The only question is whether it grows magic beanstalks, too . . .

This article hit the wires and was widely reproduced, such as in the Santa Fe New Mexican.  It even made it to Peru. (See this as well).

Chef Anna Hansen proclaimed quinoa’s value in London’s Sunday Telegraph.  The Montreal Gazette, recognizing the international impact of celebrity chef Jamie Oliver, claimed Quinoa could “Get kinds into the kitchen” by “creating allies instead of enemies.”   And, the UK’s Observer Magazine exclaimed the Gwynneth Paltrow is “quinoa-tinted.   All this and more in only a week.

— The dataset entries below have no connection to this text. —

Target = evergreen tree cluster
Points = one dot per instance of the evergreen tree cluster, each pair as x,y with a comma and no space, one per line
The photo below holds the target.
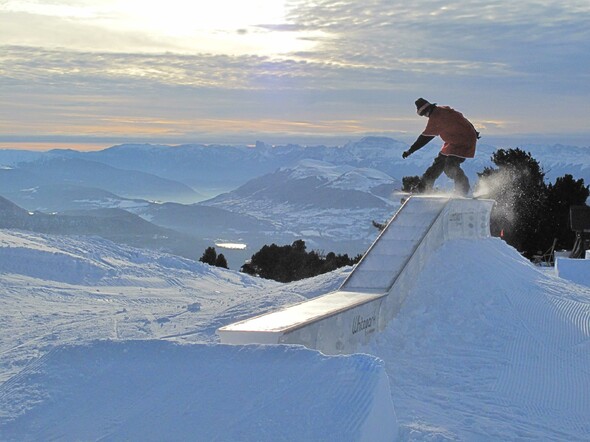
529,214
211,257
292,262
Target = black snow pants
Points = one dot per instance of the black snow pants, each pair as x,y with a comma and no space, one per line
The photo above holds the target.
451,166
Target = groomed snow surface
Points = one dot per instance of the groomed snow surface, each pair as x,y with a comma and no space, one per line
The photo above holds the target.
103,342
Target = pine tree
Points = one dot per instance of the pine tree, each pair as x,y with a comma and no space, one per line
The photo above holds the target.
517,185
209,256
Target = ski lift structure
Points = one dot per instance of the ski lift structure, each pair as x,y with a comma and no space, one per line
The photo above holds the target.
580,224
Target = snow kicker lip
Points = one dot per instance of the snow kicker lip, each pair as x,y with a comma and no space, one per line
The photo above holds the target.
339,322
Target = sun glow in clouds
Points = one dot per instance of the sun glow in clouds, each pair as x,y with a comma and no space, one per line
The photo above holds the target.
231,27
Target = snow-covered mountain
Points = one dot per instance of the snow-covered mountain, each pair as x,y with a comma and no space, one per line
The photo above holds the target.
103,341
329,206
326,195
54,183
115,224
224,167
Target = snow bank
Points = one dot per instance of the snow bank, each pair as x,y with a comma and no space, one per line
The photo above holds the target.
575,270
157,390
489,347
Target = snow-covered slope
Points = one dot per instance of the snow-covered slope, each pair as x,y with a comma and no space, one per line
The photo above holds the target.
489,347
486,347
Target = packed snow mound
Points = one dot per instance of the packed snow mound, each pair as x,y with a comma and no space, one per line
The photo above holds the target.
575,270
157,390
95,261
489,347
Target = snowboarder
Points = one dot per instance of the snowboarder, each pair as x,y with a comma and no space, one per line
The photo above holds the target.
459,138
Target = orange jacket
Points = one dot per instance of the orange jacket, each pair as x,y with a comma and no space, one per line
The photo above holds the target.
456,131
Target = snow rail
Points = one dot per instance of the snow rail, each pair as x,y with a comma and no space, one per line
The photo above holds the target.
339,322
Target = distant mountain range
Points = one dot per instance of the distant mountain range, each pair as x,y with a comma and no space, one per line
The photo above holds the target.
116,225
255,195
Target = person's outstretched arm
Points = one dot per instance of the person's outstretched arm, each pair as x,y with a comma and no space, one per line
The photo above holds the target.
420,142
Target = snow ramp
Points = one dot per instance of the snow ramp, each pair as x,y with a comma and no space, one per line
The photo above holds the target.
341,321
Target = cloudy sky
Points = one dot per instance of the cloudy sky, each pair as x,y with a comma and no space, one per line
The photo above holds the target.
88,73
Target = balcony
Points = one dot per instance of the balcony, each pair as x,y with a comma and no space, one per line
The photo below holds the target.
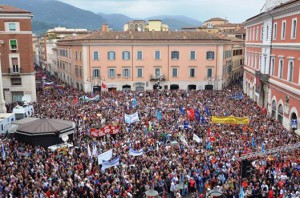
155,77
263,77
14,71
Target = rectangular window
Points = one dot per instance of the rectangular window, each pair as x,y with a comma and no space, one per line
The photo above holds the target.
111,73
193,55
209,72
175,55
291,70
96,55
274,31
192,72
174,72
294,29
140,72
283,30
126,72
210,55
157,72
272,66
16,81
96,73
111,55
15,65
267,32
17,96
12,27
126,55
13,44
140,55
280,72
157,55
76,71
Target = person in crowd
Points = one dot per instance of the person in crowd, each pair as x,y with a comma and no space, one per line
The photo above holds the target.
165,131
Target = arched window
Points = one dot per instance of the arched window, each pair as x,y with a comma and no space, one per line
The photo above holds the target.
111,55
274,109
280,113
291,71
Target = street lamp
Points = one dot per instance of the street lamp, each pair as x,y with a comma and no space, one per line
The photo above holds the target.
180,186
151,192
2,102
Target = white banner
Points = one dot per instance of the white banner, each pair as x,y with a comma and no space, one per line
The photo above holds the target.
132,118
136,152
196,138
105,156
108,164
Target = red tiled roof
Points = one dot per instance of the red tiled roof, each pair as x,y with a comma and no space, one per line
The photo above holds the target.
168,35
216,19
10,9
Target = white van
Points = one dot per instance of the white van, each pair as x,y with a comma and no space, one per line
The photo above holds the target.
23,111
5,121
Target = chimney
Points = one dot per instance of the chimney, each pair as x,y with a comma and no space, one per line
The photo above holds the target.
104,27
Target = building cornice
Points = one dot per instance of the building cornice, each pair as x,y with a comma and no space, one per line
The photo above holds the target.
288,9
16,15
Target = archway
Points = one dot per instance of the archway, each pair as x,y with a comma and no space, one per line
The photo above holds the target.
294,121
274,109
126,87
280,113
174,87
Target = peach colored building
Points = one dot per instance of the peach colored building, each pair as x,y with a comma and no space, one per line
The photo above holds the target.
137,60
16,61
272,60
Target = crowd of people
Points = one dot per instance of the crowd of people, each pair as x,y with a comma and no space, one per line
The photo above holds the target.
170,153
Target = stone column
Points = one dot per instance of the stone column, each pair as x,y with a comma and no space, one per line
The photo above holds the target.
2,102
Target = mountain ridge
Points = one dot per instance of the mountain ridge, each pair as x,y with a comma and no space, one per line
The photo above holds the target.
48,14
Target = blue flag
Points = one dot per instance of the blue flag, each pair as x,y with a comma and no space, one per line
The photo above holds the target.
158,115
197,115
208,146
182,110
263,147
3,153
202,119
253,142
207,111
60,92
134,102
241,195
185,124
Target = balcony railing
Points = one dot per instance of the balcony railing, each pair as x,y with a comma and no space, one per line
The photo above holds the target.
14,71
155,78
264,77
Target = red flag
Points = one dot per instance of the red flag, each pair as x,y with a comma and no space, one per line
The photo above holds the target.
75,100
104,86
208,132
191,114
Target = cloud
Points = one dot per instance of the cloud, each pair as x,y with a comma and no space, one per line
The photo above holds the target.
233,10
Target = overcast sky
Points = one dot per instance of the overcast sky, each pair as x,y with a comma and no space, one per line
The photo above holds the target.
233,10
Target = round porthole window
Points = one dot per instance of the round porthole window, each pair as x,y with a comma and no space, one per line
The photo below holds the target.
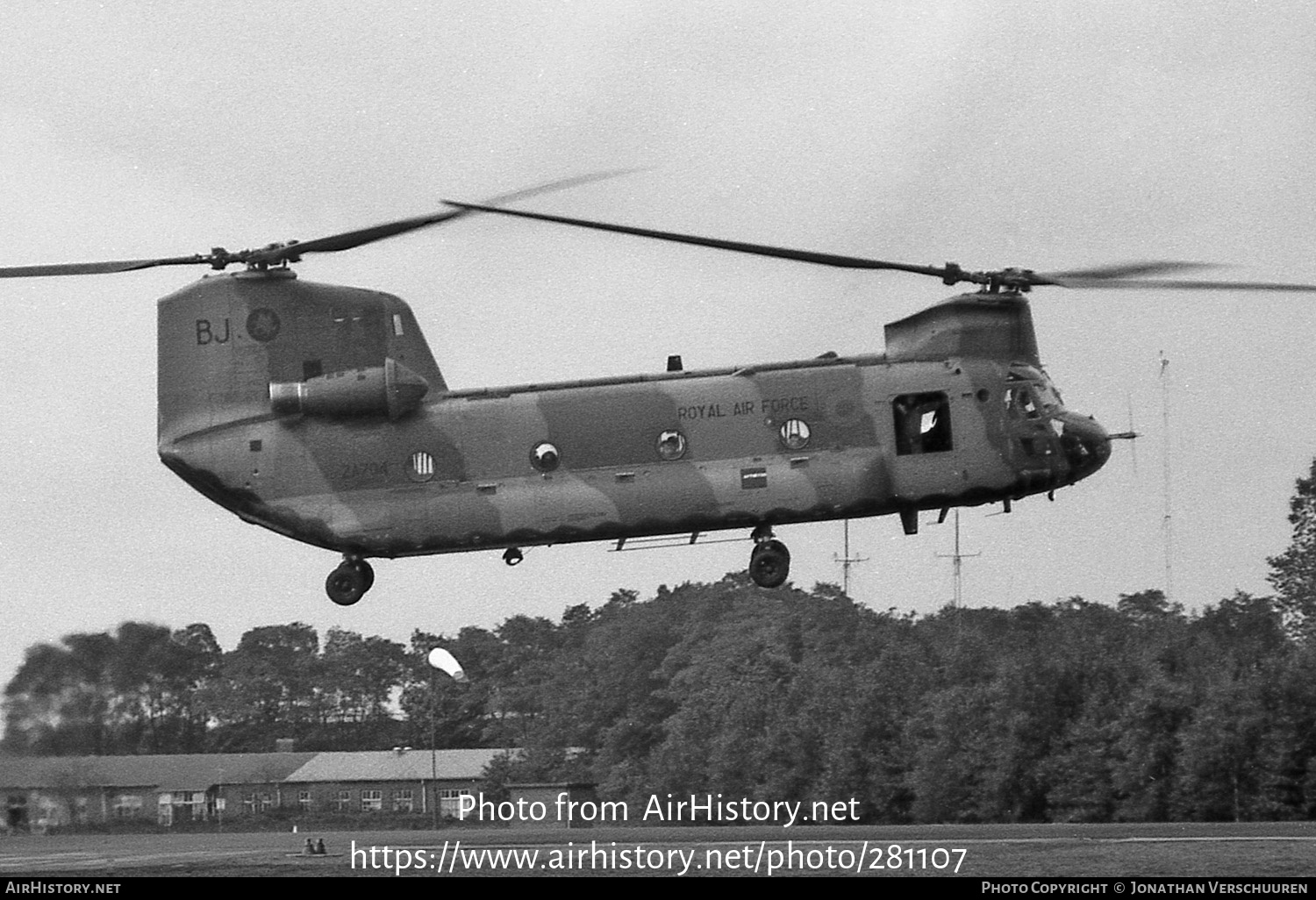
545,457
795,433
420,466
671,445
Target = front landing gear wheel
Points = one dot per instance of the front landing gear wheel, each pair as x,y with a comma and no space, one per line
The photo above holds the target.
770,563
347,583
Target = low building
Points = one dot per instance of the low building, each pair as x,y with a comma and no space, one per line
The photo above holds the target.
45,791
170,789
399,781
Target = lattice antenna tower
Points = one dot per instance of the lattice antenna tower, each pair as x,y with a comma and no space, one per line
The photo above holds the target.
847,561
1166,518
958,566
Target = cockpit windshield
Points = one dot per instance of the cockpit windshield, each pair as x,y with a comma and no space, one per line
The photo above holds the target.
1029,394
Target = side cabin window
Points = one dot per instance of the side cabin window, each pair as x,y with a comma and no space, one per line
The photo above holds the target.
923,423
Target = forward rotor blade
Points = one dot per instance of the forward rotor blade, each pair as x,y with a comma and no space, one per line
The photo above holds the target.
100,268
278,253
739,246
360,237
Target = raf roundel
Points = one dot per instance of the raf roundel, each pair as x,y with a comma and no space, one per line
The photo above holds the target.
263,325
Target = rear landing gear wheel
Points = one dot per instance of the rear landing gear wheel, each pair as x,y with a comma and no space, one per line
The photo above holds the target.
770,563
347,583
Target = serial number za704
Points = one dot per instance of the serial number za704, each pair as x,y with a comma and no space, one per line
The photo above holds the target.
895,857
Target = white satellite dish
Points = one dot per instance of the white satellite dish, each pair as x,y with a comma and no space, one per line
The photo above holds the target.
444,661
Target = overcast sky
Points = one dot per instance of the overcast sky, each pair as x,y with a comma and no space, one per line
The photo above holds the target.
1034,134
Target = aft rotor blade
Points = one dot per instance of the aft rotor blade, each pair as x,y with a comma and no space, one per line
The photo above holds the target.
362,236
1120,270
739,246
100,268
1182,284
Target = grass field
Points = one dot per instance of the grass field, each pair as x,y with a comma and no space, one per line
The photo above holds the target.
1274,850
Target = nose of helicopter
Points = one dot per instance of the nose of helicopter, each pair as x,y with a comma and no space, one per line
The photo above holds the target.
1086,444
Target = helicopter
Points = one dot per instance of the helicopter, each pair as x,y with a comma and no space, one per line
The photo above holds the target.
318,412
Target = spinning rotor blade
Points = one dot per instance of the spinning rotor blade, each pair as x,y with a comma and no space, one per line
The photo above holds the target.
1182,284
292,252
1119,270
99,268
1100,276
360,237
762,250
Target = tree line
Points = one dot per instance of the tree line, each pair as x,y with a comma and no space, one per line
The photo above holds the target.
1065,711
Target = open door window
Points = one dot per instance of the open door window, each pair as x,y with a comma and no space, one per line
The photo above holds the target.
921,423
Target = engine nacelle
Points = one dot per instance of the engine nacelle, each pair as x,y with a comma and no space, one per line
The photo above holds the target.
390,389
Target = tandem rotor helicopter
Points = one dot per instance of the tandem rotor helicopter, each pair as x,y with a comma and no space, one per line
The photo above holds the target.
318,412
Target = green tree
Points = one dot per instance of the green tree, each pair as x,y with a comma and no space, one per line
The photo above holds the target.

Quinoa’s ubiquity in the English world is stunning, when twenty years ago almost no one had even heard of it.

While it graces the Anglo Saxon world, on all sides of the various oceans, it still makes a home in Cuzco.  One can buy quinoa enhanced bread in bakeries, the seeds in its various markets, soup with quinoa at stands throughout the city, and find it in the city’s finest restaurants.

While the seed is well hyped these days, it has two very important features that lay at the root of all the tumult, beyond all the noise of the marketing industry.  It is nutritious and it is tasty.  It is worth going to Cuzco for quinoa.